A conduta de frustrar o procedimento licitatório, por sua vez, continuou sendo vedada tanto na esfera criminal e cível. O Capítulo II-B do Título XI foi inserido no Código Penal, tratando justamente das mesmas condutas ilícitas. Já no âmbito cível, a referida conduta tem seu similar no art. 10, VIII, da LIA.

A legislação civil, contudo, passou a exigir a efetiva perda patrimonial para que esteja configurado o ato de improbidade, não bastando a presunção de dano ou dano in re ipsa. Se não houver a efetiva perda patrimonial, a conduta poderá ser enquadrada como ato que atenta contra os princípios da administração pública na forma do art. 11, V, da referida Lei.

Mudança de paradigma com a Lei nº 14.230/2021.
Até a edição da Lei n. 14.230/2021, a jurisprudência do STJ estava sedimentada no sentido que, na ação de improbidade, o réu defende-se dos fatos imputados, e não da capitulação legal da conduta. Antes, não existia a incidência do princípio da tipicidade cerrada, nem tampouco maior preocupação formal com a subsunção da conduta aos incisos dos artigos 9º, 10 e 11 da LIA.

No caso, o julgamento pelas instâncias ordinárias ocorreu antes da alteração legislativa, de modo que estavam em consonância com a não aplicação do princípio da tipicidade cerrada. Da mesma forma, não tratou de dano presumido, já que as instâncias ordinárias assentaram a existência de dano ao erário com o pagamento ao agente ímprobo e a ausência de prestação de serviço.

O art. 17, § 10-C da Lei n. 14.230/2021, não pode ser aplicado aos processos já sentenciados.
Destaca-se que a jurisprudência atual do STJ é no sentido de que o art. 17, § 10-C da Lei n. 14.230/2021, não pode ser aplicado aos processos já sentenciados.

Logo, na presente hipótese, inexiste óbice legal para a alteração do enquadramento jurídico da conduta ilícita objeto de sentença em data anterior à vigência da referida Lei. Por essa razão, admite-se a incidência da continuidade típico-normativa.

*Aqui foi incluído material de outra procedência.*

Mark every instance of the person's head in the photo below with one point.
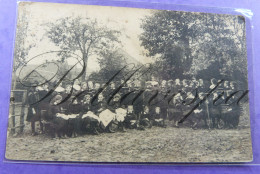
(97, 86)
(226, 84)
(170, 83)
(137, 83)
(129, 83)
(184, 82)
(84, 86)
(90, 85)
(213, 81)
(177, 82)
(130, 109)
(164, 83)
(146, 109)
(201, 82)
(201, 95)
(232, 84)
(45, 87)
(148, 85)
(112, 85)
(117, 97)
(74, 101)
(57, 99)
(68, 88)
(100, 97)
(87, 98)
(157, 110)
(192, 83)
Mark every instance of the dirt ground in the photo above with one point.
(151, 145)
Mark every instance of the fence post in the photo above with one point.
(13, 113)
(22, 111)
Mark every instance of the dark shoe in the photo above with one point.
(123, 129)
(34, 133)
(110, 131)
(95, 132)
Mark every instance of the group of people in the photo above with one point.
(88, 107)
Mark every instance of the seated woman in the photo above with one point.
(90, 121)
(131, 119)
(120, 112)
(158, 121)
(105, 115)
(146, 118)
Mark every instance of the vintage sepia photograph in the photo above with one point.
(115, 84)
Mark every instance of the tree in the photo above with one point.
(81, 36)
(186, 43)
(24, 42)
(168, 34)
(111, 61)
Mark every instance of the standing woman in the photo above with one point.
(33, 110)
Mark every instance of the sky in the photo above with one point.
(127, 20)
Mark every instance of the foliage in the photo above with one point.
(82, 36)
(187, 43)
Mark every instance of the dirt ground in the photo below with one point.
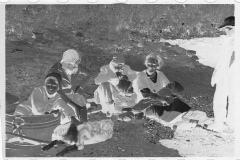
(27, 64)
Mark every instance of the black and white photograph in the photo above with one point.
(120, 80)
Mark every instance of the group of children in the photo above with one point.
(120, 90)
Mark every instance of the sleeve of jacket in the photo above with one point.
(38, 102)
(103, 76)
(83, 77)
(132, 75)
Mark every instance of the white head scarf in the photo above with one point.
(70, 56)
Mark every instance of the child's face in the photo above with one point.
(152, 64)
(51, 85)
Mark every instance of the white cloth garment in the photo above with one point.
(102, 95)
(223, 77)
(143, 81)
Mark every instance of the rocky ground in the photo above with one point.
(33, 47)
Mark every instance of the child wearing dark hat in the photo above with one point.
(49, 97)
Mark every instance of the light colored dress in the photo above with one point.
(38, 103)
(107, 89)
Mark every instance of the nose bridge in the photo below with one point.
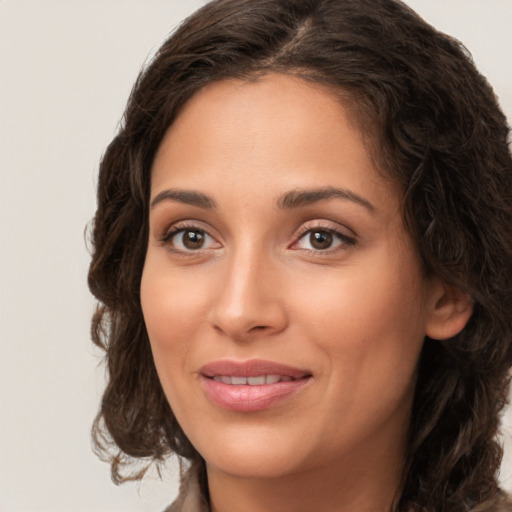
(248, 299)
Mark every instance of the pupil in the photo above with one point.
(193, 239)
(321, 239)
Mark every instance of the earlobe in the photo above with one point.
(450, 312)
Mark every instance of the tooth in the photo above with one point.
(256, 381)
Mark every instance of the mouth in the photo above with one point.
(252, 385)
(259, 380)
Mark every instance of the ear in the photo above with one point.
(449, 312)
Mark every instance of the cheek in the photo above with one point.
(173, 306)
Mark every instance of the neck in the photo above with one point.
(363, 485)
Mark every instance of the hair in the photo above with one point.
(435, 129)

Ainda, o contexto fático delineado pelo Tribunal de origem assentou que no Município existiam outros concorrentes que poderiam se habilitar para disputar o certame, que foi dispensado indevidamente, já que o valor contratado excedeu a própria previsão legal, não sendo cabível a contratação direta. Por isso, as condutas praticadas violaram os princípios que regem a administração pública, sendo constatada a presença do dolo ao ignorar a regra concernente à prévia realização de procedimento licitatório.
STJ. AREsp 1.417.207-MG, Rel. Ministro Francisco Falcão, Segunda Turma, por unanimidade, julgado em 17/9/2024, DJe 19/9/2024 (info 826).